What’s likely keeping Burnley from being rooted to the foot of the table at the moment is a bit of luck (oh, and Hull is really bad too). The Clarets boast a shooting percentage and save percentage in the league’s top five and are also outperforming expected goals by a ways. These things tend to not be sustainable unless you are 2015-16 Leicester City, so even if they don’t regress to the mean in the short term, Burnley are riding their luck the longer they play this poorly and expect to not dip into the bottom three.


Back in August, Burnley manager Sean Dyche shared some thoughts on Antonio Conte and foreign managers in general.

Conte came in at Chelsea and he got commended for bringing a hard, fast, new leadership to Chelsea, which involved doing 800m runs, 400m runs and 200m runs.

Come to my training and see Sean Dyche doing that and you'd say, 'dinosaur, a young English dinosaur manager, hasn't got a clue.'

Conte I thought was interesting because if you saw us doing that you'd say we're running them round in circles.

Dyche is right that just because he plays a 4-4-2 or a 4-5-1 doesn’t mean he hasn’t got a clue. The man has had a lot of success, after all. But then you see this, and you sort of lose some sympathy for the point he’s trying to make:

I’m not saying that Dyche is a dinosaur or incompetent, just that his point that people prefer the style of foreign managers over his just because he is English completely ignores what his style actually is. And, in general, Dyche’s style in the Premier League is to play with two banks of four, sit deep, and look for long balls and counters. I highly doubt that he and Conte are doing the same things in their training sessions.
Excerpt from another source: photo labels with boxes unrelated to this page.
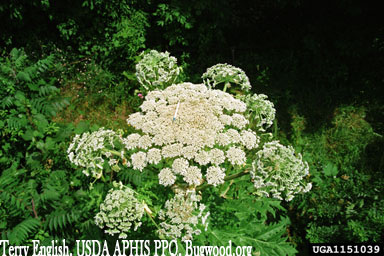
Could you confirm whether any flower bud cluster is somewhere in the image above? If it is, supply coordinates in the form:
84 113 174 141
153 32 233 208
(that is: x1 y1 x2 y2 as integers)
136 50 181 90
201 64 252 91
67 128 121 178
240 94 276 132
95 182 144 239
158 190 209 241
250 141 312 201
123 83 260 186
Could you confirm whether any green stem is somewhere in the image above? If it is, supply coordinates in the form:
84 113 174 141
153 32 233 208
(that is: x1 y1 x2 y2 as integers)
144 204 160 230
223 82 230 92
196 169 249 191
101 148 121 157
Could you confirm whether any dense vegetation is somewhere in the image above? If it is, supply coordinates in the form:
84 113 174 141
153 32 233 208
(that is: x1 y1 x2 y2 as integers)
0 0 384 255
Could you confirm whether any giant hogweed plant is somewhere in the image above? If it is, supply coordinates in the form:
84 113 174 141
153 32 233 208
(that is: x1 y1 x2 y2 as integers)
67 51 311 255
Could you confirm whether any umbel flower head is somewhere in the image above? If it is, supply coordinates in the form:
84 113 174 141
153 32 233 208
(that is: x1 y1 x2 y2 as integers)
240 94 276 132
250 141 312 201
95 182 145 239
136 50 181 90
67 128 121 178
158 190 209 241
201 63 252 91
123 83 259 186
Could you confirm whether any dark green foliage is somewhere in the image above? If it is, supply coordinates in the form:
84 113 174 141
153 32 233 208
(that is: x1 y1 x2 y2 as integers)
0 0 384 253
286 106 384 243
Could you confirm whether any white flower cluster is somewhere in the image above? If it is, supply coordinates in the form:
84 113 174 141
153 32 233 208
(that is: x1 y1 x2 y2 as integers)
123 83 259 186
67 128 121 178
240 94 276 131
136 50 181 90
201 64 252 91
158 190 210 241
95 182 144 239
251 141 312 201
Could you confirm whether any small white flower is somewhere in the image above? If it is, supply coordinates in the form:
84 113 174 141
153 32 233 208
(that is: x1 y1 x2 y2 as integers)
206 166 225 187
159 168 176 186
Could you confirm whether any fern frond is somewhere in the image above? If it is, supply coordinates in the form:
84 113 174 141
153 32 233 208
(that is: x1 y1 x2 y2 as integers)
9 218 41 245
45 211 79 231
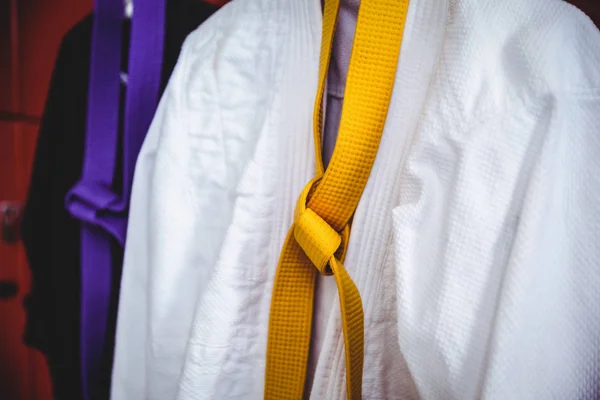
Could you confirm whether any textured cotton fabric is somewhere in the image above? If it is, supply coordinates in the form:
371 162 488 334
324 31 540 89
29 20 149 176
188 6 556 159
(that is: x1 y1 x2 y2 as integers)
22 0 217 400
113 0 600 400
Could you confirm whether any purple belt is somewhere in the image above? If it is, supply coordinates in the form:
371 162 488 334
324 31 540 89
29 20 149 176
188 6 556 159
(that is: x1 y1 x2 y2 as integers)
65 0 165 400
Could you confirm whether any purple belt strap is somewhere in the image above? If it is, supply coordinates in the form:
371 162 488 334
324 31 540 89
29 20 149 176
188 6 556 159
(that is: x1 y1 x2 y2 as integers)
65 0 165 400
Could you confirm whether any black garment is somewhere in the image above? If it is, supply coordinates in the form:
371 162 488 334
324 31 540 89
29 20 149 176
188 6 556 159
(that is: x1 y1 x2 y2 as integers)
22 0 217 400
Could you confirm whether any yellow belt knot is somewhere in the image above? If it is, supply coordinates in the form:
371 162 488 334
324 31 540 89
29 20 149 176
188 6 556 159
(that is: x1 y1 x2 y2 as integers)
264 0 409 400
294 178 350 276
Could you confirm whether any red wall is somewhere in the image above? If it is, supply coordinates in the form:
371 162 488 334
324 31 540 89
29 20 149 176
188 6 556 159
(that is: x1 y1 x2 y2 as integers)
0 0 91 400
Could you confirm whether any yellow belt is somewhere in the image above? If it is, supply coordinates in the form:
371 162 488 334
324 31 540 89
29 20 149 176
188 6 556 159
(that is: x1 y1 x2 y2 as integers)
265 0 409 400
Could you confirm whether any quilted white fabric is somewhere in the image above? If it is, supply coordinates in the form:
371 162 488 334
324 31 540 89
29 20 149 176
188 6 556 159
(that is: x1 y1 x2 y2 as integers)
112 0 600 400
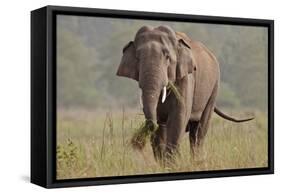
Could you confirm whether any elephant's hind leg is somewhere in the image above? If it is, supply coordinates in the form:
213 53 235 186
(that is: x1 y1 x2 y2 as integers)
189 82 217 162
151 124 167 162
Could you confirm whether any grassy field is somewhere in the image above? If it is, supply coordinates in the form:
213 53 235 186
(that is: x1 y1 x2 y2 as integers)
57 107 268 179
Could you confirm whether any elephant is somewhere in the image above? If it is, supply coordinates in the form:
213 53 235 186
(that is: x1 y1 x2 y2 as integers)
117 26 253 160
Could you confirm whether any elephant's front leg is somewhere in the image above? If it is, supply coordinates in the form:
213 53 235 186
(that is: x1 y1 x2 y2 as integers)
151 123 167 162
165 102 189 160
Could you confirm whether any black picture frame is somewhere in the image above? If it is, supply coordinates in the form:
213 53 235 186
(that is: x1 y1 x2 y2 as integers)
31 6 274 188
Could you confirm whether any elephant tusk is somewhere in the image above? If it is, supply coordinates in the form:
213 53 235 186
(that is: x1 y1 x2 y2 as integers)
161 86 167 103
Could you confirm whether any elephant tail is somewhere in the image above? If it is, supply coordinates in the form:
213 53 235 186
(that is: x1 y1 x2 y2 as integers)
214 107 255 123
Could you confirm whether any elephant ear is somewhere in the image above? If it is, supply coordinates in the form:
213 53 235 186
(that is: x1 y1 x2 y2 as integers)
176 38 196 79
116 41 139 81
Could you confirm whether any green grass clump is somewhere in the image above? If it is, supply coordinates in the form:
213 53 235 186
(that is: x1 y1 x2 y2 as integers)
131 120 158 150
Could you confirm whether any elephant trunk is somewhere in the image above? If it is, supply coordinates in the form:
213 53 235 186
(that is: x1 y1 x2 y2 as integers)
142 90 160 123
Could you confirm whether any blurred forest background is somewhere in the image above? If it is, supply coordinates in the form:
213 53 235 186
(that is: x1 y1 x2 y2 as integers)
57 15 268 113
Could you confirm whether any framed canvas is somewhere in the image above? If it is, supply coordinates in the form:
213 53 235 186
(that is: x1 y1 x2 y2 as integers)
31 6 274 188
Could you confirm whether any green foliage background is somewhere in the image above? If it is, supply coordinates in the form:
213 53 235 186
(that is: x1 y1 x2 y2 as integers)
57 15 268 111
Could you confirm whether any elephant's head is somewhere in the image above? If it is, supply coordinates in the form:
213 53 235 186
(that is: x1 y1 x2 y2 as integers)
117 26 195 122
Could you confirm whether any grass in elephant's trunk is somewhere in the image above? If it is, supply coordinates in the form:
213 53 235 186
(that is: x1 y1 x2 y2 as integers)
131 82 182 150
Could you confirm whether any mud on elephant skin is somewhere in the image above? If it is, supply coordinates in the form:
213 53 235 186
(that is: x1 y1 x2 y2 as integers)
117 26 253 163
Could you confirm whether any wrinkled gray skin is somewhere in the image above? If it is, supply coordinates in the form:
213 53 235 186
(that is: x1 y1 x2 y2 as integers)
117 26 252 162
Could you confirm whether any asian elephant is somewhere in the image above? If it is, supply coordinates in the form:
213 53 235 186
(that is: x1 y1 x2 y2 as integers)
117 26 253 160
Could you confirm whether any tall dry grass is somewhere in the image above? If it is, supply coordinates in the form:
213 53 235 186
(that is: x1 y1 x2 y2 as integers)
57 109 268 179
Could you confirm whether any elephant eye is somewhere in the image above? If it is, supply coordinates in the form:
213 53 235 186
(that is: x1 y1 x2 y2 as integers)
163 50 170 60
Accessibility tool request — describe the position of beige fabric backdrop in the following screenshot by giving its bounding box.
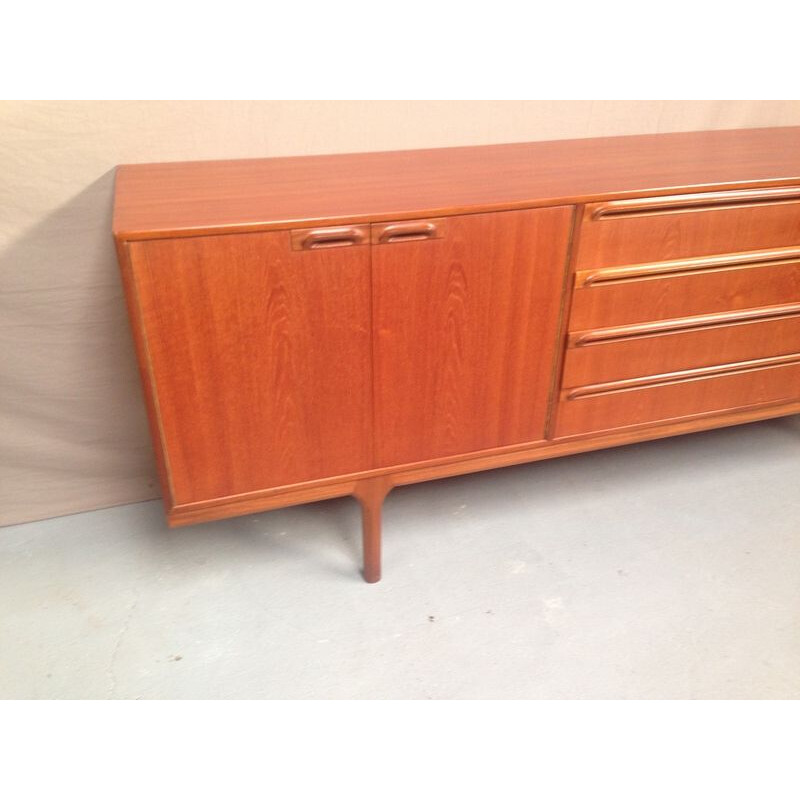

Anyway, I digress. Sander (@11tegen11) is not wrong in his tweet—there is a kind of beauty to it, especially when it sinks Liverpool. And it can be effective. Arsenal were largely frustrated in their 1-0 victory, and to credit Burnley their shape and passing was better than against Liverpool:

Even so, Burnley continue to have key issues in possession, notably in linking Steven Defour, Burnley’s main creative talent, with any of the front three. What will make matters worse for the Clarets this weekend is Defour's absence through injury.

Because they rarely have the ball (second to last possession in the league), and sit so deep in their own zone (last in the league in final third passing ratio), linking the attackers in any sustained way will always be tough for Burnley.

Instead you get a lot of long balls, and a lot of bad shots—they currently have the worst shot quality in the league, where shot quality is expected goals per shot. Against Arsenal they were indulging this tendency even at times when it seemed there were other options:

This tends to happen with teams that are sputtering offensively; it becomes difficult to remain patient and to craft good chances. A quick look at Burnley’s shot chart shows that they are doing a poor job of getting into good positions (Everton’s here for comparison):

Courtesy of Paul Riley

If Burnley are to find a way through against Everton, it will likely be through the air. They have a lot of strong players and they aren’t afraid to target them directly in lieu of keeping the ball on the ground. Against Watford at the end of September they secured a 2-0 win on the back of two headers from set pieces, and the following week against Arsenal they were dangerous again:

I wrote previously about how crosses are unreliable in the long term but can be fruitful in short bursts, and it’s worth keeping in mind again with Burnley. They will struggle over the course of the season, but at any given moment Everton’s defenders will have to be mega-aware of the aerial threat.


Everton are itching for three points here and anything less will be a massive disappointment. Unlike last week’s match, this is a game on which they can imprint their style. If they remain wary of the counter, work to prevent crosses and mark the targets of those crosses, and don’t get bitten by lady luck, Everton should win this.

On a side note, this could be a game to work Ross Barkley back into the lineup—Burnley are organized but not aggressive in their pressing, and Ross could find himself with plenty of touches and plenty of space.